Several of the Y1H assay-derived TFs were common across all pMYB98 sub-fragments used in current study (Figure 1b and Figure 2), suggesting direct or indirect association with the shortest fragment. This group includes TFs with REM/B3 (3), bZIP (2), AP2/ERF (2), FHA (2), FAR-related (2), NAC (1), and C2H2 zinc finger (1) domains. Only one TF (GAL1) was common between the TF pools of 60 bp and 139 bp fragments (Figure 1b and Figure 2).

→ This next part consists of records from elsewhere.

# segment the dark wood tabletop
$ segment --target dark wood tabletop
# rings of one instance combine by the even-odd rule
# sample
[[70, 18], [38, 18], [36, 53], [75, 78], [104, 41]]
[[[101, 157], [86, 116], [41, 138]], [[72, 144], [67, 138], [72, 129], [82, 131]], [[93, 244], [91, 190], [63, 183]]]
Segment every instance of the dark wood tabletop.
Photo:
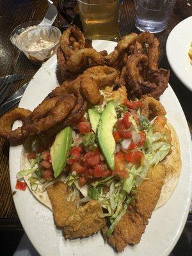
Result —
[[[192, 15], [192, 7], [186, 4], [188, 1], [183, 1], [183, 4], [181, 3], [180, 5], [181, 2], [179, 1], [176, 4], [166, 29], [157, 34], [157, 37], [161, 44], [160, 66], [171, 71], [170, 83], [180, 102], [191, 129], [192, 93], [171, 70], [165, 52], [167, 37], [172, 29], [182, 20]], [[24, 79], [16, 82], [10, 90], [7, 98], [29, 81], [39, 68], [12, 44], [10, 40], [10, 33], [16, 26], [22, 23], [31, 20], [42, 20], [47, 8], [47, 4], [45, 0], [0, 1], [0, 77], [12, 74], [21, 74], [24, 76]], [[138, 32], [134, 26], [134, 1], [124, 0], [121, 8], [120, 36], [133, 31]], [[54, 25], [58, 24], [56, 22]], [[9, 147], [8, 142], [0, 139], [0, 230], [22, 229], [13, 202], [10, 187]]]

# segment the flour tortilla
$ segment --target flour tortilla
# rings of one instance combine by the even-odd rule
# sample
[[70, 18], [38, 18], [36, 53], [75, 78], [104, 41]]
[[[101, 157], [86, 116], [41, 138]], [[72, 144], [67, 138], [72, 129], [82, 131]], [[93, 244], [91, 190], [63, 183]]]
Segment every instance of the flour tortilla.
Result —
[[166, 128], [172, 132], [172, 152], [163, 159], [161, 164], [166, 168], [164, 184], [161, 189], [160, 197], [156, 209], [163, 205], [170, 198], [178, 183], [180, 169], [181, 158], [179, 138], [173, 126], [167, 123]]
[[[173, 125], [170, 123], [168, 123], [167, 128], [172, 132], [172, 144], [173, 147], [171, 153], [161, 163], [166, 168], [166, 175], [164, 184], [162, 188], [156, 209], [164, 205], [172, 195], [178, 183], [181, 168], [180, 152], [177, 134]], [[30, 168], [29, 162], [27, 158], [27, 153], [24, 148], [23, 148], [21, 156], [21, 170], [28, 168]], [[42, 184], [39, 183], [38, 188], [35, 191], [31, 190], [30, 182], [28, 180], [31, 175], [31, 174], [29, 174], [24, 177], [29, 189], [38, 200], [52, 210], [51, 201], [49, 198], [47, 190], [42, 191]], [[83, 187], [79, 187], [77, 182], [76, 182], [76, 185], [84, 196], [88, 195], [88, 187], [86, 185]]]
[[[24, 147], [21, 154], [20, 168], [21, 168], [20, 170], [26, 170], [31, 168], [30, 163], [27, 157], [27, 153], [26, 152]], [[33, 191], [31, 189], [30, 186], [30, 182], [28, 180], [31, 176], [31, 174], [29, 174], [28, 175], [24, 177], [25, 182], [27, 183], [29, 190], [31, 190], [32, 194], [38, 201], [40, 201], [42, 204], [47, 206], [48, 208], [50, 209], [50, 210], [52, 211], [52, 206], [51, 201], [48, 196], [47, 190], [42, 191], [42, 184], [40, 183], [38, 183], [38, 188], [35, 191]]]

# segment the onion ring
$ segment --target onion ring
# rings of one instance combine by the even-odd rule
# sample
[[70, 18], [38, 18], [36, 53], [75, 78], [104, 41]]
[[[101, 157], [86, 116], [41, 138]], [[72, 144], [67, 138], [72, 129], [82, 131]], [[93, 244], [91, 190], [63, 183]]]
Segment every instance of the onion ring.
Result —
[[122, 52], [127, 49], [131, 44], [137, 39], [138, 36], [138, 34], [135, 33], [132, 33], [127, 36], [124, 36], [117, 44], [116, 47], [115, 48], [115, 51], [105, 57], [106, 65], [114, 67], [115, 63], [118, 61]]
[[128, 57], [126, 63], [127, 76], [131, 79], [137, 81], [141, 83], [143, 78], [140, 75], [140, 70], [138, 68], [138, 64], [141, 63], [143, 65], [147, 67], [148, 65], [148, 58], [145, 54], [133, 54]]
[[83, 77], [81, 81], [81, 89], [86, 99], [93, 105], [101, 104], [103, 97], [99, 92], [99, 88], [93, 78], [90, 77]]
[[12, 131], [12, 125], [17, 120], [24, 121], [31, 113], [30, 110], [17, 108], [4, 114], [0, 118], [0, 136], [9, 141], [23, 139], [25, 136], [21, 132], [21, 128]]
[[24, 122], [21, 127], [22, 134], [40, 133], [64, 120], [76, 102], [76, 98], [72, 94], [47, 97]]
[[144, 96], [140, 99], [141, 113], [149, 120], [157, 116], [164, 116], [166, 112], [159, 101], [152, 97]]
[[114, 85], [118, 71], [116, 68], [107, 66], [95, 66], [87, 68], [83, 73], [83, 76], [92, 77], [99, 88]]
[[158, 68], [159, 42], [156, 37], [150, 32], [142, 32], [138, 35], [137, 40], [140, 43], [147, 43], [148, 56], [148, 67], [150, 70]]

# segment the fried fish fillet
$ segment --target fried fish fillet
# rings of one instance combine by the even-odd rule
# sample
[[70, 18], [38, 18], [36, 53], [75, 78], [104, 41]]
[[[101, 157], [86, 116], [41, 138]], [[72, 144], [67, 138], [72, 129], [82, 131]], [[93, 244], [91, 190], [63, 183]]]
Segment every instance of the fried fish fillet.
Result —
[[72, 195], [72, 191], [67, 188], [67, 184], [61, 182], [49, 186], [47, 193], [56, 224], [63, 227], [67, 218], [76, 211], [76, 200], [73, 202], [67, 200]]
[[65, 238], [84, 237], [100, 230], [105, 225], [100, 204], [92, 200], [77, 208], [65, 221], [63, 232]]
[[[128, 244], [140, 243], [159, 198], [165, 174], [165, 167], [157, 164], [150, 170], [148, 179], [138, 187], [136, 200], [116, 226], [113, 234], [108, 239], [118, 252], [122, 252]], [[102, 232], [106, 236], [106, 228]]]

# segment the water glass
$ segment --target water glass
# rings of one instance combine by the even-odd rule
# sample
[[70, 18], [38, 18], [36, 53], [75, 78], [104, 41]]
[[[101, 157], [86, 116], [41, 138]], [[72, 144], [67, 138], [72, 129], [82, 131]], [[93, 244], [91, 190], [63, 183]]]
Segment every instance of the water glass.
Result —
[[77, 0], [85, 35], [92, 39], [116, 40], [119, 0]]
[[176, 0], [136, 0], [136, 27], [141, 31], [163, 31]]

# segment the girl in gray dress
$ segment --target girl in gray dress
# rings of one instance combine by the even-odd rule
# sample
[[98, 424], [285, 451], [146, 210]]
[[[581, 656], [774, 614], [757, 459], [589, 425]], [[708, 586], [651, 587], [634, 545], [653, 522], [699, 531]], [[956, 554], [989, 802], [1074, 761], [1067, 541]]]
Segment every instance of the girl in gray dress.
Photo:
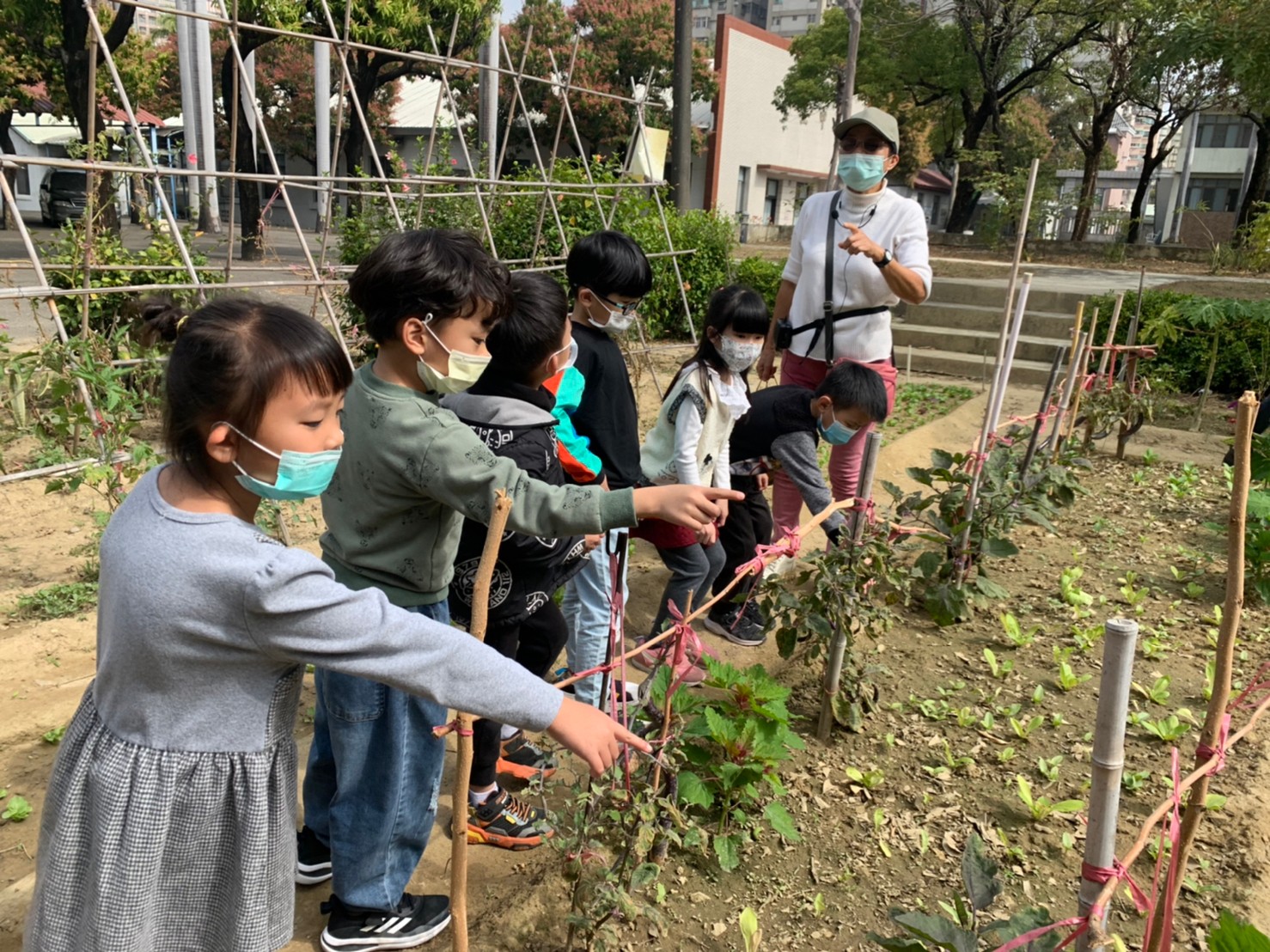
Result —
[[[27, 949], [290, 941], [305, 664], [547, 730], [594, 773], [620, 744], [648, 749], [471, 636], [377, 589], [352, 592], [257, 529], [262, 498], [320, 494], [339, 457], [351, 371], [321, 326], [243, 298], [146, 319], [175, 338], [170, 462], [142, 477], [102, 538], [97, 679], [48, 786]], [[443, 897], [408, 895], [385, 932], [409, 948], [447, 922]]]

TFs unique to the 60-bp-derived pool or present in both the 60 bp and 139 bp pools are likely associated with the 3′-region of the 60 bp fragment not overlapping with its shorter 40 bp counterpart, i.e., −640 bp to −620 bp. This subset includes TFs with bZIP (4), ZF_HD (2), GeBP (1), and C2H2 zinc finger (1) domains. Among the three, the 139-bp-derived pool contains the smallest number of TFs (6 in total), with only two (both with HD domain) unique to it as compared to other fragment-derived pools, suggesting association with the 3′-region of the 139 bp fragment not overlapping with other fragments, i.e., −620 to −541 bp (Figure 1b and Figure 2). While some studies suggest repressive or transactivation roles for some of the Y1H assay-derived TFs, using them as a sole measure to predict TFs’ role in MYB98 regulation seemed a little far-fetched. Hence, we developed a simple workflow for this purpose, considering co-expression and potential physical associations of TFs while predicting their functional roles (Figure 3).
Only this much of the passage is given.